Fostering a startup collaboration culture
Developing a startup collaboration culture requires a concerted effort among all stakeholders and across ASEAN. Governments can coordinate to allow business-supportive programmes, such as those offered by Huawei, to help companies unite and grow together. Moreover, there should be adequate financial and other support to enable new businesses to have enough value to partner with larger organisations.
Additionally, there should be a focus on localised solutions. For example, basing products and services on local languages, cross-border regulations and laws, and coordinated payment systems across Southeast Asia will assist growth. Encouraging businesses to collaborate can generate comprehensive, integrated solutions and foster a more productive ecosystem as opposed to the toxic and competitive industries that emerge.
Strategic alliances can ensure that each startup grows sustainably because there will not be any withholding of vital information. Furthermore, they can each share and embrace cutting-edge technologies, such as artificial intelligence (AI) and blockchain, to boost their customer experience and generate more revenue.
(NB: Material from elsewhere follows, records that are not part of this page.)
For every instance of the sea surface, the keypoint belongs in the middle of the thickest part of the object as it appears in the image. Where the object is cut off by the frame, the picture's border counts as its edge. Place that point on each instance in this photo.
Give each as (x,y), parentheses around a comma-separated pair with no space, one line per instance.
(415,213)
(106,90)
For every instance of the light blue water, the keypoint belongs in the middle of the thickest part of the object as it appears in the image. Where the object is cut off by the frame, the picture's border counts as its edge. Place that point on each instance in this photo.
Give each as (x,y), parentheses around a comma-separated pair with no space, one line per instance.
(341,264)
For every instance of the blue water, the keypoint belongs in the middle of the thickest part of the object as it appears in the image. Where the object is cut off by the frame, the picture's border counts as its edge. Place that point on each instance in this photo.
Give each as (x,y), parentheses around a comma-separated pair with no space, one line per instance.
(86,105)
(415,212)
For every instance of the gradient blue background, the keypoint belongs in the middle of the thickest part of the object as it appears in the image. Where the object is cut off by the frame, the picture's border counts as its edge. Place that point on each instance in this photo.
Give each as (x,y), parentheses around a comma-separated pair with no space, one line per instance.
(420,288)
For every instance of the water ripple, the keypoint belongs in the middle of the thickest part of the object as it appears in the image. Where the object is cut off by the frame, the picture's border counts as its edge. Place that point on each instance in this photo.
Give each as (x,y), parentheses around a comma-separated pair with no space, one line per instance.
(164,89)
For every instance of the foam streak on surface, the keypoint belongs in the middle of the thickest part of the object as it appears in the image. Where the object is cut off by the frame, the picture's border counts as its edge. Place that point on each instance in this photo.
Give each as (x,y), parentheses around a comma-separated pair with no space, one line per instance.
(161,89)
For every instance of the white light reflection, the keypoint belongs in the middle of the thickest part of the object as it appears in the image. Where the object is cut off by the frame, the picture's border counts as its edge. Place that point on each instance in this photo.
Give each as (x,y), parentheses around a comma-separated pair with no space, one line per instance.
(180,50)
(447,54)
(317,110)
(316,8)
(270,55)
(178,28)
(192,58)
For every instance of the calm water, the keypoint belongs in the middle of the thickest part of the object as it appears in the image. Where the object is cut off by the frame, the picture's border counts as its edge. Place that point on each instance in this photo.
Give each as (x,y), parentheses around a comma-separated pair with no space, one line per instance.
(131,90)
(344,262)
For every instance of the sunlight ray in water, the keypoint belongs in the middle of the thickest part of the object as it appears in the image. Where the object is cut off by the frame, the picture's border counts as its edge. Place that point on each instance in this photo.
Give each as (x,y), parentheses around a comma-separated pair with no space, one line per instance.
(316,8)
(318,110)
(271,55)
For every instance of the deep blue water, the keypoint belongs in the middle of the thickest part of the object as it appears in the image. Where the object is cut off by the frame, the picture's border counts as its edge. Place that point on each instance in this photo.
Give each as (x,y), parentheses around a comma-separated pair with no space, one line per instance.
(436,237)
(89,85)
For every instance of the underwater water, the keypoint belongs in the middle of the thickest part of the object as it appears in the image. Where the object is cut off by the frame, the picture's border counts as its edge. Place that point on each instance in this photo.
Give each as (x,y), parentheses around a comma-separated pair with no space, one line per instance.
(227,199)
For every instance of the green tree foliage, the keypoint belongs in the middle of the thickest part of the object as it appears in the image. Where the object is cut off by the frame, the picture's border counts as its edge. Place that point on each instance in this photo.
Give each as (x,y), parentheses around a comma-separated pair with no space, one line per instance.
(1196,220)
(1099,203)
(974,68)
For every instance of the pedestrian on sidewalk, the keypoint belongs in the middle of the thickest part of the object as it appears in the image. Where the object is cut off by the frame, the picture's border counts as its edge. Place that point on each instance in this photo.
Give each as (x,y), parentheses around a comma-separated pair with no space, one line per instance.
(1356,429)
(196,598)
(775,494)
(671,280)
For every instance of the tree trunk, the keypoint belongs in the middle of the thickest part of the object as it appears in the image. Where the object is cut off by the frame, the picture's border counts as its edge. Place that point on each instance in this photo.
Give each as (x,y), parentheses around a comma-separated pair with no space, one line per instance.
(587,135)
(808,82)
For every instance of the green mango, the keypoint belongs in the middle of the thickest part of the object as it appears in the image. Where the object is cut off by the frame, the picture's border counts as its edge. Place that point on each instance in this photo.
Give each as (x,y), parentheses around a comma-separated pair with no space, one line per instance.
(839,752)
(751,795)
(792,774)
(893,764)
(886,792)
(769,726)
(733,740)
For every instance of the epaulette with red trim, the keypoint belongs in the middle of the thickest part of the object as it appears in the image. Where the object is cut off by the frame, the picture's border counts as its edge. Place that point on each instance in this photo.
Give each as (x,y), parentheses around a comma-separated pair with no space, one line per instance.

The advancement of payment platforms and systems will bode well for ASEAN, as companies can transact seamlessly among themselves. They can also develop integrated tech solutions to automate procedures, process transactions, and provide analytics and reports.
Businesses must be wary of losing customer trust, as any cross-industry partnerships leave them open to policies that may not align with their approaches. Companies might end up teaming up with startups that do not share their vision, for example, in protecting the environment through sustainable practices.
Ultimately, leaders have a role to play in fostering innovation through work cultures that encourage product development and well-defined ESG (environmental, social, governance) policies.